El gobierno de Brasil sancionó una ambiciosa reforma a su ley de contrato de trabajo. La iniciativa consiste, básicamente, en darles a las empresas alternativas para reducir costos laborales y optimizar la organización del trabajo. El punto clave es que se permite flexibilizar reglas previstas en la legislación laboral a través de la negociación directa entre las empresas y sus trabajadores. Se busca así mejorar las condiciones de competitividad. Por la concepción de su diseño, son las empresas más grandes las que podrán aprovechar con más intensidad estas herramientas.
Como era previsible, rápidamente se planteó el interrogante sobre la pertinencia de abordar un proceso similar de reforma en la Argentina. Abona la idea el hecho de que la legislación laboral argentina tiene similitudes con la brasileña y que existe un intenso flujo comercial y de inversiones entre ambos países.
Un punto de partida para analizar la pertinencia de una reforma de estas características lo aporta una reciente publicación del INDEC denominada “Cuentas de Generación del Ingreso”. Este estudio analiza en cuánto participan el trabajo y el capital en la distribución del valor agregado total. Según esta fuente, se observa que en Argentina en el año 2016:
El trabajo percibió el 52% del total de los ingresos generados en la economía.
El capital participó con el 40% en la distribución del ingreso.
Los ingresos mixtos (empresas personales y familiares donde se combinan trabajo y capital) representan el 11% de los ingresos.
Estos datos muestran que los trabajadores reciben –sumando salarios más las cargas sociales– un poco más de la mitad de los ingresos que el país genera anualmente. La retribución al capital (dividendos, rentas e intereses) participa con un 40% del valor agregado generado por la economía.
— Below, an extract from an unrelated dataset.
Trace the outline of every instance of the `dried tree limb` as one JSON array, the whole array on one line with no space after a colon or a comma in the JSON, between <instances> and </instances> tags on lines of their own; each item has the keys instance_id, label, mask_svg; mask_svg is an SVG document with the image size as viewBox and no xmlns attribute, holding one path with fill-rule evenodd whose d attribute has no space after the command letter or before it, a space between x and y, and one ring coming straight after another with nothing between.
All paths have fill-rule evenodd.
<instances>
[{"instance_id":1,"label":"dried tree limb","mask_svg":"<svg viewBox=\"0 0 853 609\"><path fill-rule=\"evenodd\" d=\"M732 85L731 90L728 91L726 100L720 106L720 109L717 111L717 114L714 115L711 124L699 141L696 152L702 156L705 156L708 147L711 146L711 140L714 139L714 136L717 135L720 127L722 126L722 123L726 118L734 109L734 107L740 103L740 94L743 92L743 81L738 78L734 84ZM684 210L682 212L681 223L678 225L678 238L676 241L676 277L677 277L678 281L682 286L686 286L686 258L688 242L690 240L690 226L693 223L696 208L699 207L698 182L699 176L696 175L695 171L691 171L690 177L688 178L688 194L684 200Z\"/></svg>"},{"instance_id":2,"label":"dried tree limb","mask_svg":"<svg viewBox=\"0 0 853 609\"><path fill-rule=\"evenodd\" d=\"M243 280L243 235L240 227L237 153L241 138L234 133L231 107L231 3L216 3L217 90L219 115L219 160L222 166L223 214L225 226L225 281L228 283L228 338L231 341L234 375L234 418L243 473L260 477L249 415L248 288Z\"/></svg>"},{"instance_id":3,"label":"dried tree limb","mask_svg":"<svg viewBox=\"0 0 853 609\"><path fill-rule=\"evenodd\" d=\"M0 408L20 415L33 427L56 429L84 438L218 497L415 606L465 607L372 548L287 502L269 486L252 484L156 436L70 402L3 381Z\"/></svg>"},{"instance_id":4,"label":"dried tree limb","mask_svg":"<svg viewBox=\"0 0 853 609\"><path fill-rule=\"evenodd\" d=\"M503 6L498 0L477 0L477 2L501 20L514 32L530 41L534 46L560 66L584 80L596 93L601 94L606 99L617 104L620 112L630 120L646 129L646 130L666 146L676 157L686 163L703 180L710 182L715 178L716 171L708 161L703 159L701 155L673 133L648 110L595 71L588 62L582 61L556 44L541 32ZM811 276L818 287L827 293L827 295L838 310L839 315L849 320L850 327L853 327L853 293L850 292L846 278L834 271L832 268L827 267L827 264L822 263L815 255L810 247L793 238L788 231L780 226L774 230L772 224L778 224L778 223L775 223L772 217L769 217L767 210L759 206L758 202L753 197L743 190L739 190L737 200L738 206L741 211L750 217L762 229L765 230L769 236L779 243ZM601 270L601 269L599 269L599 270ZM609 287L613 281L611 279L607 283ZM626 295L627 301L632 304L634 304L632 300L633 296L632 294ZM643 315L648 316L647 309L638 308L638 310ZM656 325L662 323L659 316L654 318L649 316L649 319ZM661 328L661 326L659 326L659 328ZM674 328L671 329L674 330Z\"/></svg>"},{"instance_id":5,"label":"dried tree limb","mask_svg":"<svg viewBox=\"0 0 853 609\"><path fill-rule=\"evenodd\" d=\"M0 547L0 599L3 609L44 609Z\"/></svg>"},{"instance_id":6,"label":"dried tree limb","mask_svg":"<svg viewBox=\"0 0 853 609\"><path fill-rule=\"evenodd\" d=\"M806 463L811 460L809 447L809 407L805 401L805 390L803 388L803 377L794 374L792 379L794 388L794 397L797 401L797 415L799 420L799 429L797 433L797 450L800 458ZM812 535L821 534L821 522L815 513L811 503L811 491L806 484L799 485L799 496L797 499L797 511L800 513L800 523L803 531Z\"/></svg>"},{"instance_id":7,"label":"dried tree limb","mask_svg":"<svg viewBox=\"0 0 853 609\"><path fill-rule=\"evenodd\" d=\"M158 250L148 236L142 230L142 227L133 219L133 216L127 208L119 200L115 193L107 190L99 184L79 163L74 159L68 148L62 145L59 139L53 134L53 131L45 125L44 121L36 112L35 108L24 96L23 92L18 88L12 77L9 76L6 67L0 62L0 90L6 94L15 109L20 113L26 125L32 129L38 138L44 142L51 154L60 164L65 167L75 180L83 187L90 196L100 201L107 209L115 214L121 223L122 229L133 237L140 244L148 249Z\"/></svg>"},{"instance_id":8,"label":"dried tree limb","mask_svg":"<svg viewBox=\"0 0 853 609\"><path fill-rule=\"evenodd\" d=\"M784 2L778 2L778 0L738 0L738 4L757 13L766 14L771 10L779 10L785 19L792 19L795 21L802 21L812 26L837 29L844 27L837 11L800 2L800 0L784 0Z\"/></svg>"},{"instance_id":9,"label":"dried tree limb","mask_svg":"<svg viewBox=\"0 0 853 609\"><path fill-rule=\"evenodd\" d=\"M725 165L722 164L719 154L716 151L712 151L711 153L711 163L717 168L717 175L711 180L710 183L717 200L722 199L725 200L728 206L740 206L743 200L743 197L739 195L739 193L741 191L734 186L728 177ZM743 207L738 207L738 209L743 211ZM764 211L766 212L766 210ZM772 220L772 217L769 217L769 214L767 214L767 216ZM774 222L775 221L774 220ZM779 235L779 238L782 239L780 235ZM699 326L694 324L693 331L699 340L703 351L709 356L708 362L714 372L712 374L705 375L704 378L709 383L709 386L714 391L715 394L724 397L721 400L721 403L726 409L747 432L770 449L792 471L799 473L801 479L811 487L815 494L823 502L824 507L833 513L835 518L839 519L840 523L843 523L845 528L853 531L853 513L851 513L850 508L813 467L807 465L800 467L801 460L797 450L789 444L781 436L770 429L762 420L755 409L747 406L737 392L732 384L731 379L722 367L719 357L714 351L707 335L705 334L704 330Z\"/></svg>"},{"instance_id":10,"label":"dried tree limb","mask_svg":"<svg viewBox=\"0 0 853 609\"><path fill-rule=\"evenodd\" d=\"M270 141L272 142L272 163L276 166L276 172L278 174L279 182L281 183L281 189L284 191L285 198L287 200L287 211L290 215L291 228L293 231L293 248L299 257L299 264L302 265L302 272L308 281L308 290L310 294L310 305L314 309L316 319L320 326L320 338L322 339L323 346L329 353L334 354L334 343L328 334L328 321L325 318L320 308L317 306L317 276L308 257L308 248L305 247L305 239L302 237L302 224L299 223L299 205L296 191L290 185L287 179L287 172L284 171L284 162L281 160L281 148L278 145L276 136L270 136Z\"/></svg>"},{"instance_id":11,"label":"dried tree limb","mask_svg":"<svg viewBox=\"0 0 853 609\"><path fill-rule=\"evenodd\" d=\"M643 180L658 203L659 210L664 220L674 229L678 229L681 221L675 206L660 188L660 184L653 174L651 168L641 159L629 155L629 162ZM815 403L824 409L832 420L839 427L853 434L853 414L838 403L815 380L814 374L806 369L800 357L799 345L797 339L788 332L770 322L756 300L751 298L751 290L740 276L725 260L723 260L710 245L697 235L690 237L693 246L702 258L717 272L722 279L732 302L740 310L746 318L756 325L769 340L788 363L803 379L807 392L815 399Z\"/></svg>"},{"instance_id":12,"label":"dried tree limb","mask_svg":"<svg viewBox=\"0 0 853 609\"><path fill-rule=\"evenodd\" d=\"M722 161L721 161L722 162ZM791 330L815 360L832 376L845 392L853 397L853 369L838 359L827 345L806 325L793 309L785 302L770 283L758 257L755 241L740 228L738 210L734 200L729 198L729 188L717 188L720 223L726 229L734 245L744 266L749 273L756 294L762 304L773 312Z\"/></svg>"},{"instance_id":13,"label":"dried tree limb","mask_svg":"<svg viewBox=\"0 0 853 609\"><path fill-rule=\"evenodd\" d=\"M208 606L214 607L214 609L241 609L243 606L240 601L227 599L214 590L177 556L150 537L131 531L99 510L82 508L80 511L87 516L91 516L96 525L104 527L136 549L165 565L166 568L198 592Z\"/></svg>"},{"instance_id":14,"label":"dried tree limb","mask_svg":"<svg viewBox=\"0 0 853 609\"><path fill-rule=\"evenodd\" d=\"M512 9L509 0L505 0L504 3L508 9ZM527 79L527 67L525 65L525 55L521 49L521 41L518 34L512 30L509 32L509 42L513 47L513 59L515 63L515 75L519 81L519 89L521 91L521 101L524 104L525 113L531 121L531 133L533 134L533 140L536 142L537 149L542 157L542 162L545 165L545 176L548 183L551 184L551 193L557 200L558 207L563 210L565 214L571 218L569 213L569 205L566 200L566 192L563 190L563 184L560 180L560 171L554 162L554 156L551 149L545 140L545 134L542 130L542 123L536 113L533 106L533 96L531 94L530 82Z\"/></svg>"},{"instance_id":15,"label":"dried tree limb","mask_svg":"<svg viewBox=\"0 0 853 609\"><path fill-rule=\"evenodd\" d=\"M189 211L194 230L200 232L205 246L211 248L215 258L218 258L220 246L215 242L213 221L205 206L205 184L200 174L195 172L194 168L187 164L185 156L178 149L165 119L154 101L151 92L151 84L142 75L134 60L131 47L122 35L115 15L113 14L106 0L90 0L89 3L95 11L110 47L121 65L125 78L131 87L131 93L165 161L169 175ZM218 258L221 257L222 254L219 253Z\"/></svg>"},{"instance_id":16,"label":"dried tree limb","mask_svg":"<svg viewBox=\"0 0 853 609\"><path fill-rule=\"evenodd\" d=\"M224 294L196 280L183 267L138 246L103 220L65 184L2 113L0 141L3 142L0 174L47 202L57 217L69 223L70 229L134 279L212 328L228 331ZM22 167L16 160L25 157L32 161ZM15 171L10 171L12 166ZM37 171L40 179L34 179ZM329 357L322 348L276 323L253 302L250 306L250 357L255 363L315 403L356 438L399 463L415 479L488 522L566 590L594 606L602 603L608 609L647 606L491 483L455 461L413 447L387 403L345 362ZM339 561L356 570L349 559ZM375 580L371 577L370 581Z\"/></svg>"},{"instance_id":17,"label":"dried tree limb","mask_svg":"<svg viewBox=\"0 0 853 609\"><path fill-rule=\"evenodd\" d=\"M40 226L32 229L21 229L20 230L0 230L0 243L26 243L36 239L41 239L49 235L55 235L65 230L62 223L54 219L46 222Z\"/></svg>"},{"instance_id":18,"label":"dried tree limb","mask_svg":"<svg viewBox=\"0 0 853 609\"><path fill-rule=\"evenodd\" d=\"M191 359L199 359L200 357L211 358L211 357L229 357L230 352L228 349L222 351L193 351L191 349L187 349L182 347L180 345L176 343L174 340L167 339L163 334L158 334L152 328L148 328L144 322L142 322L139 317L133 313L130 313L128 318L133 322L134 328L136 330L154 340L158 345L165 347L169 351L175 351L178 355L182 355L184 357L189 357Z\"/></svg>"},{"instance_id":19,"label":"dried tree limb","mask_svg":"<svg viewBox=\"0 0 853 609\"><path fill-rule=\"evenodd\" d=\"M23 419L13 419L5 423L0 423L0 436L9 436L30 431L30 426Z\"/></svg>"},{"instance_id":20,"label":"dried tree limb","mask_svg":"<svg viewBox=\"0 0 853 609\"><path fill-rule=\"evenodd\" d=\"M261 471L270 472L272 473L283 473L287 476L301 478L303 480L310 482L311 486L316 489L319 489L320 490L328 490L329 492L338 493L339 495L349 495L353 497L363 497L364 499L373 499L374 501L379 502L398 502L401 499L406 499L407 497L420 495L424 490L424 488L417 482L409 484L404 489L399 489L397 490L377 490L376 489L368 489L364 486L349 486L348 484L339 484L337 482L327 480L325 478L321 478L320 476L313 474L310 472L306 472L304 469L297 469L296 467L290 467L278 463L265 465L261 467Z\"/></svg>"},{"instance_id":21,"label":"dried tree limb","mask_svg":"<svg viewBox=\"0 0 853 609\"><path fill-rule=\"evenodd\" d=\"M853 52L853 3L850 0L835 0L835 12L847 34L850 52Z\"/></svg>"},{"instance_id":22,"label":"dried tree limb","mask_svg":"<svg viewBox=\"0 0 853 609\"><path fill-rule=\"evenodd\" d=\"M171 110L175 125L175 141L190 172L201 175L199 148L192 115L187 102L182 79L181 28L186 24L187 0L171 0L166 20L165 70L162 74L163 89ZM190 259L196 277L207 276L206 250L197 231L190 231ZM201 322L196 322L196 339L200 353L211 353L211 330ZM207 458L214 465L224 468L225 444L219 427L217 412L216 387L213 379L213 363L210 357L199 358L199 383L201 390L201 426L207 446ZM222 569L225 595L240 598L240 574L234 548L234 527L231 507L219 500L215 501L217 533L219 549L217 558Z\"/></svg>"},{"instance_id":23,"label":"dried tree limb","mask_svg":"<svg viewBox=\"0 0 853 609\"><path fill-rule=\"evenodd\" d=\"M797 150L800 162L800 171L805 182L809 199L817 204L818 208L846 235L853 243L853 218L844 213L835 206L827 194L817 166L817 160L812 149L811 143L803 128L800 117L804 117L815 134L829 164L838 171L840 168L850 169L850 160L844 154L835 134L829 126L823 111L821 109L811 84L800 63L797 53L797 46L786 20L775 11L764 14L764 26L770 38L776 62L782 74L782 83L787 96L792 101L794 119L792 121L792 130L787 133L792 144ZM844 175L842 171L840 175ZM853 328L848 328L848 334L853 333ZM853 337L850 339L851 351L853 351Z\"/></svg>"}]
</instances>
El resto es recibido por personas cuyos ingresos combinan retribución al trabajo y a su capital (cuentapropistas y pequeños emprendedores). La suma de los tres factores arroja 103%, porque un 3% corresponde a subsidios netos de impuestos otorgados por el Estado.
Las evidencias señalan que la meta de lograr que la distribución del ingreso entre el capital y trabajo sea en partes iguales ya fue superada. Sin embargo, esta distribución no garantiza justicia social, como lo prueba la muy alta incidencia de la pobreza. Una de las razones es que las brechas de ingresos entre los trabajadores se han profundizado. La más decisiva es la diferencia salarial entre trabajadores registrados e informales. La otra razón es que la integración social requiere una mayor participación de los trabajadores en el total de los ingresos. La prueba más contundente es que en países socialmente más avanzados (Estados Unidos, Reino Unido, Japón, Francia, Dinamarca, Italia, Canadá) la retribución al trabajo llega a dos tercios del ingreso total, mientras que el tercio restante es retribución al capital.
Para avanzar hacia la eliminación de la pobreza y mayor equidad es necesario incrementar la participación del factor trabajo en el valor agregado de la economía. Para ello es clave aumentar la participación laboral femenina (que es particularmente baja entre las mujeres con menores calificaciones) y eliminar la informalidad.
La agenda de políticas para cumplir con estas metas es muy ambiciosa. Claramente tiene una integralidad y orientación muy diferente a la reforma laboral brasileña. Un área clave es la tributaria, donde se deberían eliminar las cargas sociales para los salarios más bajos y simplificar y unificar impuestos que operan superpuestos (como, por ejemplo, IVA, Ingresos Brutos y tasas de industria y comercio). En relación a la legislación laboral, las necesidades más urgentes están en las pequeñas empresas. Por eso, en lugar de reformas orientadas a las grandes empresas –como ocurre en Brasil– es más pertinente pensar en un estatuto especial que le facilite a las pequeñas empresas operar en la formalidad.